Falemos então de desporto: Vou-te bater, outra vez!

Miguel Pereira*

Na jornada 19 da Bwin Liga, assistimos a cenas lamentáveis no final do jogo em que o Nacional venceu o Vitória de Guimarães, por 1-0, no Estádio da Madeira. O técnico alvi-negro, Pedrag Jokanovic, teve uma paragem mental e quis tirar satisfações com o técnico adversário, Manuel Cajuda. Depois de ver as imagens – que muitos dos leitores com certeza também viram –, tenho pouco acrescentar.

Pelo que parece, no jogo da primeira volta, Manuel Cajuda terá dito a Jokanovic:”Vou-te partir a cara”. Algo que me custa, sinceramente, a acreditar. O técnico vimaranense é aquilo a que podemos chamar um “gentleman” do futebol. Uma pessoa extremamente calma e pacífica. Para alguém que já acompanha o desporto rei há vários anos, custa a acreditar que o Manuel Cajuda tenha dito algo do género.
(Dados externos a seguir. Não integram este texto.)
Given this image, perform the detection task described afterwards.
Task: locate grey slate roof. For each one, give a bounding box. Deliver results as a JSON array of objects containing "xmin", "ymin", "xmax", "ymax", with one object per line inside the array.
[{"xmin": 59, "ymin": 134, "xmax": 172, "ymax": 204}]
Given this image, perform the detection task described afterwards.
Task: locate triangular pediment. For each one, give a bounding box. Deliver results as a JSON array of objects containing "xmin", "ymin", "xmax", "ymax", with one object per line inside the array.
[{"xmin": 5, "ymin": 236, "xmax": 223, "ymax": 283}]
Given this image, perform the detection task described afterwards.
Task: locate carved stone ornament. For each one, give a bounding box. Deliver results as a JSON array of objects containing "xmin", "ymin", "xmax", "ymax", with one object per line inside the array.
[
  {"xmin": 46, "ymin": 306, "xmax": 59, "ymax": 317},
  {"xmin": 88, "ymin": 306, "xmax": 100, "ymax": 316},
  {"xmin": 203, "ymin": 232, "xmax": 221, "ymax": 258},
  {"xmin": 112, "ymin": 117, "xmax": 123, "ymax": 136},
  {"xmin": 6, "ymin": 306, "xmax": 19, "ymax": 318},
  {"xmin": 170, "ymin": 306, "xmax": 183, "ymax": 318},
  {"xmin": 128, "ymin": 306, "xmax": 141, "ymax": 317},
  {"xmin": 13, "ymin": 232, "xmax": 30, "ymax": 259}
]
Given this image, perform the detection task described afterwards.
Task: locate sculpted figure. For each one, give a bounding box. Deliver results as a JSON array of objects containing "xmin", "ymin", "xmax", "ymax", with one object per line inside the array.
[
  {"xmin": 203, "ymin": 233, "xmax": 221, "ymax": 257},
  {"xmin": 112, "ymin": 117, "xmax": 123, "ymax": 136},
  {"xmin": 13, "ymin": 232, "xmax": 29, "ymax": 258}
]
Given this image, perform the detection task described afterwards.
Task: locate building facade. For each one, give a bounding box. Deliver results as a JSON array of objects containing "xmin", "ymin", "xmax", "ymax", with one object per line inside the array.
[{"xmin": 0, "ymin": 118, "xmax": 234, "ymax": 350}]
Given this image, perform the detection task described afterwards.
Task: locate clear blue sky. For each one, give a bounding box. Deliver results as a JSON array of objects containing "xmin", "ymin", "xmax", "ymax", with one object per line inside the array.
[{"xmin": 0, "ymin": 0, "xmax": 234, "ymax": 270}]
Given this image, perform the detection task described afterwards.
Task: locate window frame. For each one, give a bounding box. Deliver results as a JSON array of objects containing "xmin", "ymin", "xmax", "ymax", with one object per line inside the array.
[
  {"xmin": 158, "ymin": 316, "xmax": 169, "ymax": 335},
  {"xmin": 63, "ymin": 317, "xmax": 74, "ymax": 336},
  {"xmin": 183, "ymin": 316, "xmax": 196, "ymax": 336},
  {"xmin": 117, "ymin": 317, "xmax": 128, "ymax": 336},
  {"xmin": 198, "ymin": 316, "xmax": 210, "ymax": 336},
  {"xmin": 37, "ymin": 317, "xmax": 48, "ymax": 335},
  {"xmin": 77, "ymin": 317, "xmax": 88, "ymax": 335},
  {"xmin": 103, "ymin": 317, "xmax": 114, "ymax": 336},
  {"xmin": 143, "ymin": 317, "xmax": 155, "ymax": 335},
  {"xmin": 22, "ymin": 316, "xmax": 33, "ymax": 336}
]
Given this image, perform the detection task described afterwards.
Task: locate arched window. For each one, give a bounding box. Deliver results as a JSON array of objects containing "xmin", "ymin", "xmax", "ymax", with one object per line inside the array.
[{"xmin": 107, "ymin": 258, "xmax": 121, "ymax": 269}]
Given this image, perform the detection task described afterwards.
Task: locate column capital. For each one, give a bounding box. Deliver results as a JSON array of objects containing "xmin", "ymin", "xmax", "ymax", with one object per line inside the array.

E mesmo que tenha dito, será esta a forma correcta de resolver as coisas? Óbvio que não. Jokanovic podia chegar ao pé de Cajuda e dizer: “Então sempre me faz partir a cara?” Discretamente, sem chamar a atenção das câmaras; assim evitava um castigo de, por enquanto, 45 dias.

Contudo, há que realçar que esta reacção do treinador sérvio poderia ter acontecido no final do jogo da primeira volta, ou então há pouco mais de um mês, aquando de um encontro entre as duas equipas para a Taça de Portugal. Mas não: Jokanovic quis responder às alegadas ameaças de Cajuda no seu reduto – onde pelos vistos foi ajudado pela polícia – e numa situação em que saísse vencedor. Porém, esta cena é profundamente lamentável e não dignifica o futebol português.

Mais lamentável ainda é o suposto envolvimento do corpo da PSP presente no Estádio da Madeira, que se envolveu na confusão, não com o intuito de acalmar os ânimos, mas sim para se juntar à festa e, ainda mais grave, do lado do agressor. Uma prova disso poderá as marcas no pescoço do jogador vimaranense Radonovic.

Esta aparente colaboração dos corpos policiais, contudo, é algo que me causa alguma estranheza. Como adepto do Marítimo, estou habituado frequentar o Estádio dos Barreiros, onde a segurança sempre foi exemplar. Recordo-me de situações de tentativas de agressão a jogadores adversários em que os corpos policiais agiram prontamente. Só não percebo é por que não procederam da mesma forma neste jogo.

Pedrag Jokanovic errou e terá de pagar pelo seu erro. Não podemos comparar, no entanto, esta situação com o caso Scolari, pois as diferenças são bem evidentes: Scolari foi defender um dos seus atletas, algo que foi comprovado no relatório do árbitro, enquanto que Jokanovic quis resolver da pior forma supostas desavenças antigas.

A avaliação deste caso poderá vista num prisma muito simples: Manuel Cajuda sempre demonstrou ser um profissional calmo e sereno, enquanto Jokanovic, quando representou o União, Marítimo e Nacional, como jogador, foi sempre um excelente profissional, mas com pouca calma, pouca serenidade e sobretudo com muita … impulsividade.